Catalysis Today, Vol.335, 278-285, 2019
A computational study on linear and bent adsorption of CO2 on different surfaces for its photoreduction
The adsorption of CO2 on the surface of heterogeneous catalysts is crucial for the subsequent photoreduction reactions. As the direct one-electron reduction of CO2 is extraordinarily difficult because of the -1.9 V reduction potential, adsorption induced CO2 bending to form CO2 delta- is considered one efficient approach to decrease the overpotential of the intermediate formation during CO2 reduction. However, it is still unclear what material and surface are in favor of the formation of adsorption-induced bending of CO2, which is important for the design of active surfaces.
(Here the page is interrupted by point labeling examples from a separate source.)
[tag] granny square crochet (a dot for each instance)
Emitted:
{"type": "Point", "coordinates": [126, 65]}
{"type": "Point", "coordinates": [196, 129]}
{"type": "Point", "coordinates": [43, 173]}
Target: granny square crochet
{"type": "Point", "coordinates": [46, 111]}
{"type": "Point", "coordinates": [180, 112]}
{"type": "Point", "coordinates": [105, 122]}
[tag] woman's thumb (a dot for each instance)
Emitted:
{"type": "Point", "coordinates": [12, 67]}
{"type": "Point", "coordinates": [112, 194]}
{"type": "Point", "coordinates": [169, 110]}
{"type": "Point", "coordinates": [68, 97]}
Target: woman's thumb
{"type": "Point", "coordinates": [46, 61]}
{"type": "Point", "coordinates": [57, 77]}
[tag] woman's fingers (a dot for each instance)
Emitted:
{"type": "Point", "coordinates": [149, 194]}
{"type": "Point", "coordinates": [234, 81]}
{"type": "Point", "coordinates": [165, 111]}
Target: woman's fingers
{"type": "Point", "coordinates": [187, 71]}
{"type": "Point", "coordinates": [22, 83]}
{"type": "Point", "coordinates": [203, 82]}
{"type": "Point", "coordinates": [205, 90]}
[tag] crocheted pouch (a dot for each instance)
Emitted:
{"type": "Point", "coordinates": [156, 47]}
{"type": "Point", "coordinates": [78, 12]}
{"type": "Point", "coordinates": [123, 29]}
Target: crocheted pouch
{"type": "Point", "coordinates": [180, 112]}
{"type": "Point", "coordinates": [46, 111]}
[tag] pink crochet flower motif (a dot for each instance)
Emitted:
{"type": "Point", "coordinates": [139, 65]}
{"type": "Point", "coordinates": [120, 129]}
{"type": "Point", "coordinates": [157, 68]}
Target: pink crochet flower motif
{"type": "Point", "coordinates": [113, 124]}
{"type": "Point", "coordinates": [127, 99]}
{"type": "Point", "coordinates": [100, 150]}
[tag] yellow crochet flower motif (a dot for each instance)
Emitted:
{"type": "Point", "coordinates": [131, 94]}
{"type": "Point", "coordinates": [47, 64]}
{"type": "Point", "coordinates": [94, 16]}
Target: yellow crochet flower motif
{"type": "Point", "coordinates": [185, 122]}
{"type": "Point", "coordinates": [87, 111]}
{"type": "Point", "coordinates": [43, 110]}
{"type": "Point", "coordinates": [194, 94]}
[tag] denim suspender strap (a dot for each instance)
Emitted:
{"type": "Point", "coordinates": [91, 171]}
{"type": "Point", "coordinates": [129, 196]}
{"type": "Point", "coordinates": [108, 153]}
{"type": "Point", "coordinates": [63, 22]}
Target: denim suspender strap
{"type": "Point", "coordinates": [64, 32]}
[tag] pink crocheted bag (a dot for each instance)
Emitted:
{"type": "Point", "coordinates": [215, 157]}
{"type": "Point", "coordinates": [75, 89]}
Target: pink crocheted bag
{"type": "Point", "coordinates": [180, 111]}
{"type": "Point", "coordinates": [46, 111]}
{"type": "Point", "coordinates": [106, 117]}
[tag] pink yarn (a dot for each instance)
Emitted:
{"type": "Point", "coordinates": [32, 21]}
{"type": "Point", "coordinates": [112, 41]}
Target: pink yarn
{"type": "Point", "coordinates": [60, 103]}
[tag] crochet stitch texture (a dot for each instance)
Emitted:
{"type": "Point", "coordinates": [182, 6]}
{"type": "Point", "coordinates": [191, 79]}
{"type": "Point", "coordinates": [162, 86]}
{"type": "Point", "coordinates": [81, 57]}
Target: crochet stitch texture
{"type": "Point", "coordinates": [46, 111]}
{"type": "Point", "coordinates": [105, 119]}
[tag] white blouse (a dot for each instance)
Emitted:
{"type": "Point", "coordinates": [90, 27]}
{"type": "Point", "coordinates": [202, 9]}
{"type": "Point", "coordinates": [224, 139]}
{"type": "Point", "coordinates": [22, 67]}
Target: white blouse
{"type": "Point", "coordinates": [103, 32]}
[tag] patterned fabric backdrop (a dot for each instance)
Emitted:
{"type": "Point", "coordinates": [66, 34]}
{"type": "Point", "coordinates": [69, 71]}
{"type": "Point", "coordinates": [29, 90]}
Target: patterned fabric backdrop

Here we perform the first principle study on the adsorption of CO2 on the surface of some typical photocatalysts and co-catalysts. It is found that the CO2 bending upon adsorption can only occur on certain crystal surfaces of some materials, even on the perfect surface without any defects. If the exposed crystal surface has a linear metal-oxygen-metal (M-O-M) structure, the carbonate-like configuration upon CO2 adsorption may be easier to be formed than that on the other exposed surfaces. TiO2 (001), CeO2 (111), CeO2 (110) and MgO (100) seem more attractive among all the surfaces under study, as the bent CO2 configuration on these two surfaces are more stable than the linear one. Moreover, the barrier that CO2 changes from linear configuration to bent is relatively small. Our results are in good agreement with the experimental results that TiO2 (001) and MgO (100) exhibit high photocatalytic activity.